2020B06 - Virtual audit teamwork: Working, learning, and delivering high audit quality virtually (PhD project I. Wiertz)
The overall aim of this proposal is to assess how virtual engagement teams can deliver high-quality audits virtually. Therefore, it is necessary to get to the heart of the mechanism through which a team's virtual nature affects audit quality. By looking at the social and structural factors of the engagement team that vary over time and are, to a large degree, manipulable, we provide audit practitioners with insight to improve their engagement teams' effectiveness and thus improve the quality of the services they provide. By centralizing the context of engagement teams, we ensure that our conclusions are relevant to audit practitioners. Furthermore, by conceptualizing audit quality as a process, we can identify phases in the audit process where engagement teams have been most successful at leveraging the strategic advantages associated with virtual teamwork.
Furthermore, we aim to identify circumstances where virtual teamwork might impede the engagement team’s ability to realize a high-quality audit and what might be potential mitigating strategies in these circumstances. In conclusion, the proposed research focus and methodological approach allow us to inform practitioners on which and how social and structural factors particular to virtual engagement team interact to create the conditions for these teams to perform to the best of their abilities.

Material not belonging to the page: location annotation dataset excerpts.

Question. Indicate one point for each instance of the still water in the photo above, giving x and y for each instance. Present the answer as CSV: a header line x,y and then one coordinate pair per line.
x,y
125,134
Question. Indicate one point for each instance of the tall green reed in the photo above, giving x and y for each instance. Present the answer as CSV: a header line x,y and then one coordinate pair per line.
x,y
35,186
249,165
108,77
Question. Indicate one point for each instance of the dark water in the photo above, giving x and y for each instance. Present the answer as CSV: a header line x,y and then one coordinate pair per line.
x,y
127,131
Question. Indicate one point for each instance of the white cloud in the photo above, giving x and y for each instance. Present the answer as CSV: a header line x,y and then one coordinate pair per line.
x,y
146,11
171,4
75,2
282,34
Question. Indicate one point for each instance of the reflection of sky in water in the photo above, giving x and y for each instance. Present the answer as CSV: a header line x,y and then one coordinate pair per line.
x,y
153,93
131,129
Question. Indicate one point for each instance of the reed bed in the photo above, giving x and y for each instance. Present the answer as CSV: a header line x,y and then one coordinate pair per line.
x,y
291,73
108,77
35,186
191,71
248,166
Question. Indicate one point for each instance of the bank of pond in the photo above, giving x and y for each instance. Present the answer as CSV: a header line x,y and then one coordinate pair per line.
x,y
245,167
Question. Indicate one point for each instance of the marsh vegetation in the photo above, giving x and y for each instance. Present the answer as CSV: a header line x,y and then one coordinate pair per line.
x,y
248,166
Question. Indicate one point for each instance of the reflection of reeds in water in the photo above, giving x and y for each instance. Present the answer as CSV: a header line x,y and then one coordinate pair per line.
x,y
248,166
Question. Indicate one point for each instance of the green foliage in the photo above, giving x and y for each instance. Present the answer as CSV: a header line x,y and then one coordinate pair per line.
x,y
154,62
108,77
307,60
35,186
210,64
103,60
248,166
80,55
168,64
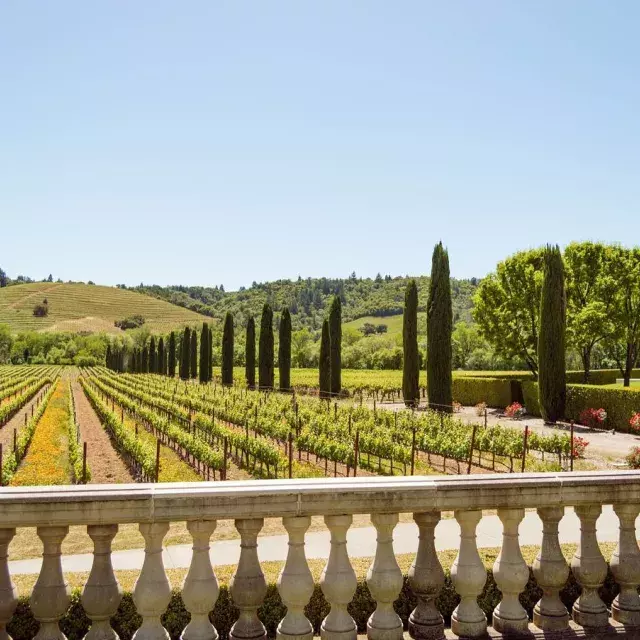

Audit engagement teams operate in complex and challenging environments with deadline and budget pressures and a great responsibility towards society. Considering the challenging environment of an engagement team, audit firms make considerable investments in their employees' technical proficiency, and leverage experienced auditors' specific knowledge within teams to provide high-quality audits. However, in recent years the auditing profession has endured sustained criticism from regulators and public scrutiny concerning the reliability and quality of their services and the overall added value of auditing firms (MCA, 2020). The Dutch audit profession has responded to this criticism by further improving formalized work practices and established routines, investing in technology, and reinforcing the audit firm's social context, emphasizing the socialization of norms and values related to a quality-oriented culture (AFM, 2020). In essence, the audit profession took measures to create the social and organizational context for engagement teams to be effective and perform to the best of their abilities.